Le taux des accouchements assistés dans les formations sanitaires restait était à peine 50 % dans des zones comme le Sahel pendant que le taux de mortalité néo-natal était de 28 pour 1000 enfants»
En matière de planification familiale, l’indice synthétique de fécondité est de six enfants par femme, avec un taux de prévalence contraceptif de 15%.

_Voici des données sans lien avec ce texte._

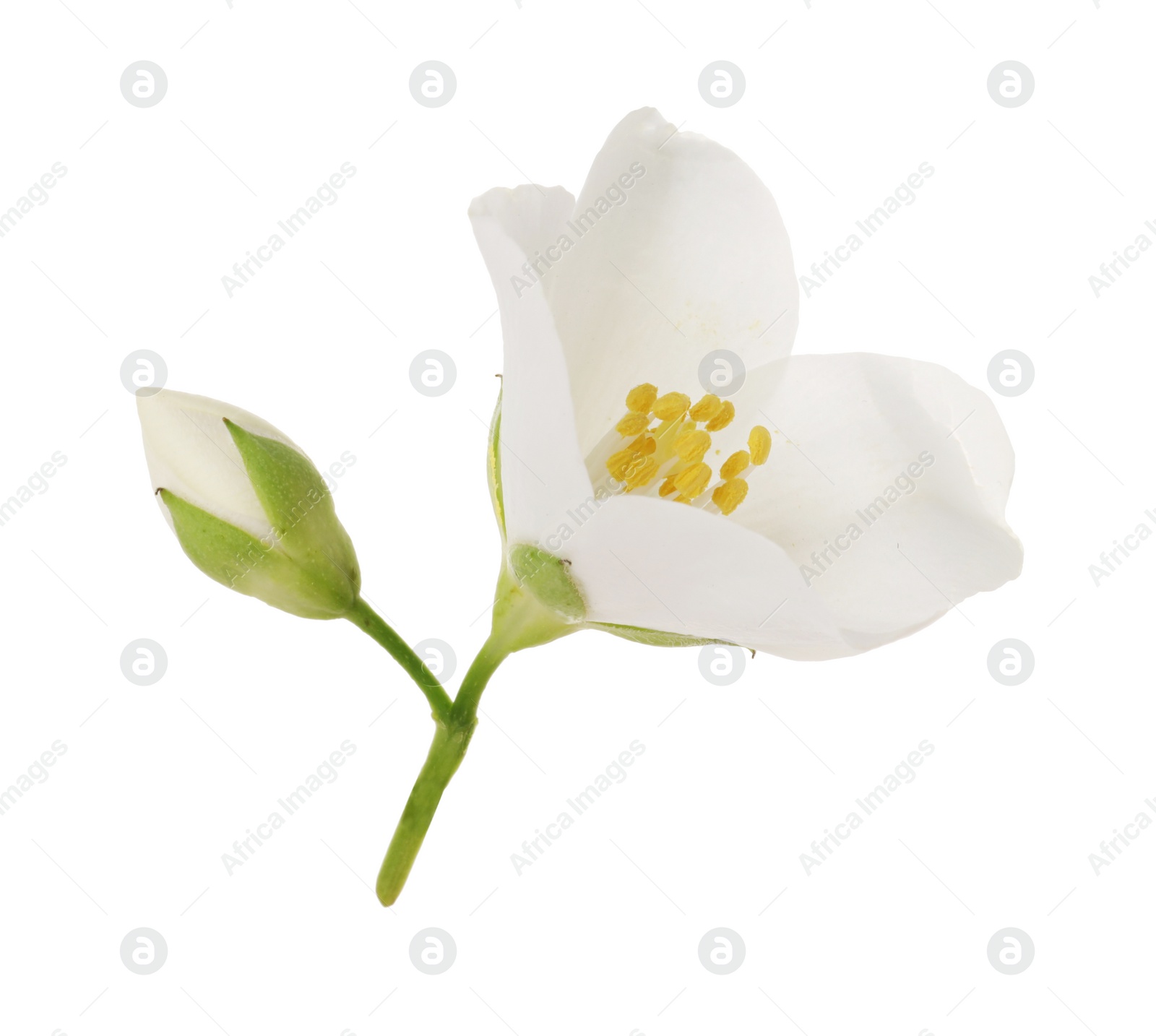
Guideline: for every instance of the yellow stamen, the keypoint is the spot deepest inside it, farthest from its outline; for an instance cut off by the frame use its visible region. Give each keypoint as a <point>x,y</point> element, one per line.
<point>691,481</point>
<point>641,472</point>
<point>693,445</point>
<point>728,496</point>
<point>722,418</point>
<point>760,444</point>
<point>633,423</point>
<point>642,398</point>
<point>736,465</point>
<point>707,407</point>
<point>670,406</point>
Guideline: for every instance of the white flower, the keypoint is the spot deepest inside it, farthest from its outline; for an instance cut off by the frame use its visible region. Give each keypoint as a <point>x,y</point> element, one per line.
<point>881,502</point>
<point>248,506</point>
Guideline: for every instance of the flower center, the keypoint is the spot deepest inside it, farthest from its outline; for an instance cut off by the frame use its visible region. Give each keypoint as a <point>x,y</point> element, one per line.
<point>674,448</point>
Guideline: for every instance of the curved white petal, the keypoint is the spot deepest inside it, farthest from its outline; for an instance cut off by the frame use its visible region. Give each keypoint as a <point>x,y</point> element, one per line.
<point>191,454</point>
<point>691,257</point>
<point>543,472</point>
<point>656,564</point>
<point>886,485</point>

C'est autour de ce noyau dur que se regrouperont les parlementaires porter la question de la mère et de l'enfant

C’est autour de ce noyau dur que se regrouperont les parlementaires pour mener le plaidoyer sur la question de la mère et de l’enfant


Le plaidoyer a commencé

Outre les membres du RéPaFeD/BF, des membres d’ONGs et d’associations ont pris part à ces événements. L’occasion était belle pour les uns et les autres de plaider pour la cause de la santé maternelle et infantile. Ainsi, il a été souhaité le maintien à hauteur d’au moins de 500 millions de subventions aux produits contraceptifs ; au lieu des 350 millions concédés la dernière fois. Pire, le montant de cette subvention annuelle serait même passé à seulement 150 millions. C’est pourquoi, certains ont plaidé par exemple pour que ces 150 millions soient revus à la hausse lors de la prochaine révision de la loi de finance budgétaire. «Que cette journée soit d’un plus grand intérêt pour la prise en compte de la femme comme actrice principale de développement », s’est félicité Bénéwendé Sankara, premier vice-président de l’Assemblée nationale, à l’ouverture de l’atelier. Même optimisme chez l’initiatrice du Réseau Marie Laurence Ilboudo/Marshall, qui a émis le vœu que tous les acteurs –ONGS ; associations et pouvoirs publics travaillent en synergie pour plus d’efficacité dans les actions.